I concur in the decision of the majority of the Court that the facts alleged in the bill of indictment, but of course unproved, against James F. Torrance so very seriously and directly affect the functioning of the office which he holds as to justify his temporary suspension by the Governor. That temporary suspension could exist only for a reasonable time and would of *105 course terminate upon Torrance's acquittal, or prior thereto, if grounds justifying the suspension were found not to exist.

For the reasons hereinabove set forth, I dissent from that part of the majority's decision which sustains the suspension of McSorley; and I particularly and strongly dissent from the reasoning upon which the majority base the Governor's power of suspension.

Mr. Justice BENJAMIN R. JONES joins in this concurring and dissenting opinion.

NOTES

[*] Act of May 21, 1937, P.L. 774, No. 211, § 4, 36 PS 652d.

[*] Watson v. Pennsylvania Turnpike Commission, 386 Pa., infra; Marshall Impeachment Case, 360 Pa., infra; Milford Township Supervisors' Removal, 291 Pa., infra; Com. ex rel. Bunch v. Beattie, 364 Pa. 572, 73 A.2d 664; Weiss v. Ziegler, 327 Pa., infra.

[*] Italics throughout, ours.

[*] Until Watson v. Pennsylvania Turnpike Commission, 386 Pa., infra.

[**] Cf. Com. ex rel. Attorney General v. Benn, 284 Pa. 421, 131 A. 253; Milford Township Supervisors' Removal, 291 Pa. 46, 139 A. 623; Watson v. Pennsylvania Turnpike Commission, 386 Pa. 117, 125-128, 125 A.2d 354.

[*] Also Milford Township Supervisors' Removal, 291 Pa. 46, 139 A. 623; Weiss v. Ziegler, 327 Pa. 100, 193 A. 642.

[*] A fortiori if the ten year terms are staggered.

[**] The Court did not discuss the important question of whether the Governor is the sole or only part of the appointing power.

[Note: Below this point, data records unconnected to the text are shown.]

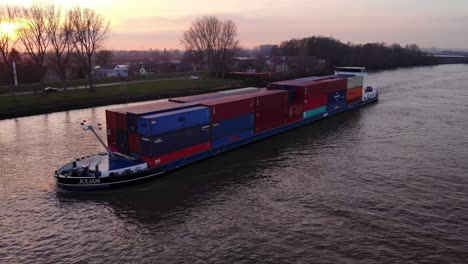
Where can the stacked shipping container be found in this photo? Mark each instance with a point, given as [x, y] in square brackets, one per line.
[354, 89]
[165, 131]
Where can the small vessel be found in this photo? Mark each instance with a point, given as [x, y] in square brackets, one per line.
[155, 139]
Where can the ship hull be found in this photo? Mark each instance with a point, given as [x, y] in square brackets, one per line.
[100, 183]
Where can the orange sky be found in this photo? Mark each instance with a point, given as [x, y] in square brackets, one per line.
[140, 24]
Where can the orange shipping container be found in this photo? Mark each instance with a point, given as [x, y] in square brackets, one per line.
[352, 94]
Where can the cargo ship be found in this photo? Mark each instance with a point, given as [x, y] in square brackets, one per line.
[149, 140]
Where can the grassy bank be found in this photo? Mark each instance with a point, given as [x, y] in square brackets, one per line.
[28, 87]
[23, 105]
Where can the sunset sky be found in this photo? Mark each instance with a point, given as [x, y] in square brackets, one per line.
[143, 24]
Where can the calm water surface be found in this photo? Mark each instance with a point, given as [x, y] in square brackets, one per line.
[387, 183]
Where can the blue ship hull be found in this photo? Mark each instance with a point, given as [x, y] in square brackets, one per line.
[98, 183]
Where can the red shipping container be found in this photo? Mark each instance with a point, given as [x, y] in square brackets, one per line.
[269, 99]
[228, 107]
[271, 115]
[112, 138]
[159, 160]
[354, 100]
[296, 110]
[113, 149]
[295, 118]
[267, 126]
[121, 118]
[111, 119]
[134, 142]
[310, 88]
[315, 101]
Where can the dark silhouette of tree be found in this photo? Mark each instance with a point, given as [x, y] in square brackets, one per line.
[104, 57]
[61, 37]
[34, 32]
[89, 32]
[370, 55]
[7, 41]
[212, 41]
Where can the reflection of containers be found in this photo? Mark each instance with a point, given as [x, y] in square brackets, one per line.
[228, 107]
[353, 95]
[175, 140]
[315, 111]
[156, 124]
[175, 155]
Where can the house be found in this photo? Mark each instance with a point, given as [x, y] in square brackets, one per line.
[110, 71]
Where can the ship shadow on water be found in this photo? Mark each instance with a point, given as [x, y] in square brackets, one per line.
[204, 182]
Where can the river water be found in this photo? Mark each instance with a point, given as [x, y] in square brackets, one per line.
[387, 183]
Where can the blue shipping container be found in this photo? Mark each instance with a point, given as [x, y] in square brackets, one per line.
[122, 141]
[134, 155]
[336, 105]
[157, 124]
[179, 139]
[337, 96]
[233, 137]
[232, 125]
[133, 116]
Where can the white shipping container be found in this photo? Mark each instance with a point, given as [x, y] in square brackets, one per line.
[241, 90]
[355, 81]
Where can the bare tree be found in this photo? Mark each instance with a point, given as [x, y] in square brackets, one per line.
[89, 32]
[7, 41]
[34, 32]
[211, 40]
[60, 36]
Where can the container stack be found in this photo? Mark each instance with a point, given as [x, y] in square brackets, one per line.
[170, 135]
[166, 131]
[354, 89]
[271, 109]
[316, 95]
[232, 118]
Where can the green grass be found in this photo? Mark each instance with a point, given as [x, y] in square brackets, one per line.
[80, 82]
[10, 104]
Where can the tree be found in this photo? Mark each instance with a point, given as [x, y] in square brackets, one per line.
[7, 41]
[104, 57]
[213, 41]
[60, 36]
[34, 32]
[89, 32]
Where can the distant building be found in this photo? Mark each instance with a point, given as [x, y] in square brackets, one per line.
[110, 71]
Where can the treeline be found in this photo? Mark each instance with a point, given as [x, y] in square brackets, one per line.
[50, 36]
[370, 55]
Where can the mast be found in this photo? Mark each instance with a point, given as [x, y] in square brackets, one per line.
[86, 126]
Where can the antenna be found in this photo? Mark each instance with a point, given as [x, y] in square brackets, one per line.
[90, 127]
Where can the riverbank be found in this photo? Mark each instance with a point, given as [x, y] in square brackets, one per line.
[26, 105]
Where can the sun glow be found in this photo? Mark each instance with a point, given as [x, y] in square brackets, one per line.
[8, 28]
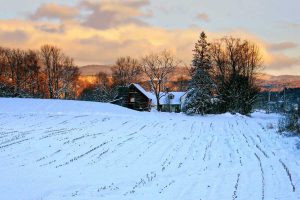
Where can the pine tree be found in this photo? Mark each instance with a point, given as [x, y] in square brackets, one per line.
[200, 95]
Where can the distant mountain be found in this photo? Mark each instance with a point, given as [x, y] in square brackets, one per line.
[277, 82]
[90, 70]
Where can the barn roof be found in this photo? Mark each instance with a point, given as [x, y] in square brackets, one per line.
[142, 90]
[164, 96]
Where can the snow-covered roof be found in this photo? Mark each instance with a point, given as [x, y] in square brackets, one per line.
[142, 90]
[165, 98]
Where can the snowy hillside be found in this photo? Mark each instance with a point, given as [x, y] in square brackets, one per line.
[52, 149]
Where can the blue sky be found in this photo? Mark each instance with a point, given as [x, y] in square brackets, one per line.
[274, 23]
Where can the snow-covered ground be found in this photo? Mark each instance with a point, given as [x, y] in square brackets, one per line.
[51, 149]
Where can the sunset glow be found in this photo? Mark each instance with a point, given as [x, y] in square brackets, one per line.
[98, 32]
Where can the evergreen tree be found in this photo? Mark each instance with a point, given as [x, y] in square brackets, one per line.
[199, 99]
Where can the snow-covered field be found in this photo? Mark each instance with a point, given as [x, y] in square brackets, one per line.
[51, 149]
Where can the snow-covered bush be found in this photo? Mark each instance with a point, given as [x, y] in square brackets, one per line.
[289, 123]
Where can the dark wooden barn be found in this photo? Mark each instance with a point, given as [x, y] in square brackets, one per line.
[134, 97]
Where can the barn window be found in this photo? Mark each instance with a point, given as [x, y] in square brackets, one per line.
[132, 99]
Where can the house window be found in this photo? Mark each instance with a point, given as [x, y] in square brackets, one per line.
[132, 99]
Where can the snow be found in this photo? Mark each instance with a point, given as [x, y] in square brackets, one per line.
[53, 149]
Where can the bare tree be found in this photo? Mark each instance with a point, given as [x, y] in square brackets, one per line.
[127, 70]
[235, 64]
[158, 67]
[102, 90]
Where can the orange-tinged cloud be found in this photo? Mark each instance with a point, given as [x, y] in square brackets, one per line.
[103, 46]
[55, 11]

The Governor is utterly powerless to appoint (except temporarily when the Senate is not in session) a member of the Turnpike Commission — he can only nominate and his nominee becomes an actual and valid appointment only if the nomination is advised and consented to by two-thirds of the Senate.

[*] Article IV, § 2.

[*] Article IV, § 4, of the Constitution of the United States.

[*] Which was described by the great English statesman, William Gladstone, as "the greatest piece of work ever struck off at a given time by the brain and purpose of man"; and of which that other illustrious English statesman, William Pitt, said "It will be the wonder and admiration of all future generations".

[*] In that case we affirmed a suspension of a school teacher by a superintendent of schools who had no power of removal (which by statute was vested in the Board of Education).

[*] A barbarically brutal, atheistic, ruthless dictatorship, one of whose principal purposes and objectives is the overthrow of every other government in the world and the subjugation of all peoples by sabotage, subterfuge and force.